On Thu, 28 Aug 2025 01:30:39 GMT, pf0n <[email protected]> wrote:
> ### Summary
>
> The new implementation of ObjectCountAfterGC for Shenandoah piggybacks off of
> the existing marking phases and records strongly marked objects in a
> histogram. If the event is disabled, the original marking closures are used.
> When enabled new mark-and-count closures are used by the worker threads. Each
> worker thread updates its local histogram as it marks an object. These local
> histograms are merged at the conclusion of the marking phase under a mutex.
> The event is emitted outside a safepoint. Because (most) Shenandoah's marking
> is done concurrently, so is the object counting work.
>
> ### Performance
> The performance test were ran using the Extremem benchmark on a default and
> stress workload. (will edit this section to include data after average time
> and test for GenShen)
>
> #### Default workload:
> ObjectCountAfterGC disabled (master branch):
> `[807.216s][info][gc,stats ] Pause Init Mark (G) = 0.003 s
> (a = 264 us)`
> `[807.216s][info][gc,stats ] Pause Init Mark (N) = 0.001 s
> (a = 91 us)`
> `[807.216s][info][gc,stats ] Concurrent Mark Roots = 0.041 s
> (a = 4099 us)`
> `[807.216s][info][gc,stats ] Concurrent Marking = 1.660 s
> (a = 166035 us)`
> `[807.216s][info][gc,stats ] Pause Final Mark (G) = 0.004 s
> (a = 446 us) `
> `[807.216s][info][gc,stats ] Pause Final Mark (G) = 0.004 s
> (a = 446 us) `
> `[807.216s][info][gc,stats ] Pause Final Mark (N) = 0.004 s
> (a = 357 us)`
>
> ObjectCountAfterGC disabled (feature branch):
> `[807.104s][info][gc,stats ] Pause Init Mark (G) = 0.003 s
> (a = 302 us)`
> `[807.104s][info][gc,stats ] Pause Init Mark (N) = 0.001 s
> (a = 92 us) `
> `[807.104s][info][gc,stats ] Concurrent Mark Roots = 0.048 s
> (a = 4827 us)`
> `[807.104s][info][gc,stats ] Concurrent Marking = 1.666 s
> (a = 166638 us) `
> `[807.104s][info][gc,stats ] Pause Final Mark (G) = 0.006 s
> (a = 603 us)`
> `[807.104s][info][gc,stats ] Pause Final Mark (N) = 0.005 s
> (a = 516 us)`
>
> ObjectCountAfterGC enabled (feature branch)

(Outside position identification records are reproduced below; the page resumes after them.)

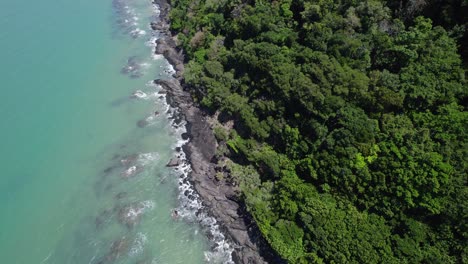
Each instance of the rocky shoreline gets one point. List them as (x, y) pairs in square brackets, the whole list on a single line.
[(220, 199)]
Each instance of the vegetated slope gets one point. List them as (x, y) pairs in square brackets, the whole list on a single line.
[(350, 126)]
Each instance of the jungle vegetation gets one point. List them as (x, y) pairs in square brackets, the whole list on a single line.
[(349, 141)]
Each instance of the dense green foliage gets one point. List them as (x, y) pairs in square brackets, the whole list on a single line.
[(350, 124)]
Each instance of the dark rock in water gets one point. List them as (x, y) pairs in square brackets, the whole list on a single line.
[(185, 136), (102, 218), (161, 26), (131, 171), (109, 169), (118, 248), (174, 162), (129, 159), (121, 195), (130, 215), (142, 123)]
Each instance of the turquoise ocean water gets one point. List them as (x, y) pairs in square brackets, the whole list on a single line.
[(83, 176)]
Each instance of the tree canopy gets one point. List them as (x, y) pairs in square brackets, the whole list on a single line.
[(350, 124)]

> `[807.299s][info][gc,stats ] Pause Init Mark (G) = 0.002 s
> (a = 227 us)`
> `[807.299s][info][gc,stats ] Pause Init Mark (N) = 0.001 s
> (a = 89 us) `
> `[807.299s][info][gc,stats ] Concurrent Mark Roots = 0.053 s
> (a = 5279 us)`
> `[807.299s][info][gc,st...
Left a few superficial suggestions. My big question is what work remains for
this event to also work with the generational mode?
src/hotspot/share/gc/shared/gcTrace.hpp line 136:
> 134: void report_gc_reference_stats(const ReferenceProcessorStats& rp)
> const;
> 135: void report_object_count_after_gc(BoolObjectClosure* object_filter,
> WorkerThreads* workers) NOT_SERVICES_RETURN;
> 136: // Report object count by not performing a heap inspection. This
> method will
s/by not/without
src/hotspot/share/gc/shenandoah/shenandoahConcurrentMark.cpp line 179:
> 177: // Use object counting closure if ObjectCount or ObjectCountAfterGC
> event is enabled.
> 178: const bool object_count_enabled =
> ObjectCountEventSender::should_send_event();
> 179: if (object_count_enabled &&
> !ShenandoahHeap::heap()->mode()->is_generational()) {
Can the generational mode support this? It can also perform a _global_
collection.
src/hotspot/share/gc/shenandoah/shenandoahControlThread.cpp line 130:
> 128: // Create the KlassInfoTable for Shenandoah only if JFR is enabled.
> 129: #if INCLUDE_JFR
> 130: KlassInfoTable cit(false);
Might consider a `CADR` helper class here (Constructor Acquires, Destructor
Releases). There are a lot of lines of code between the two `set_cit` calls
(and the second one isn't guarded by `INCLUDE_JFR`).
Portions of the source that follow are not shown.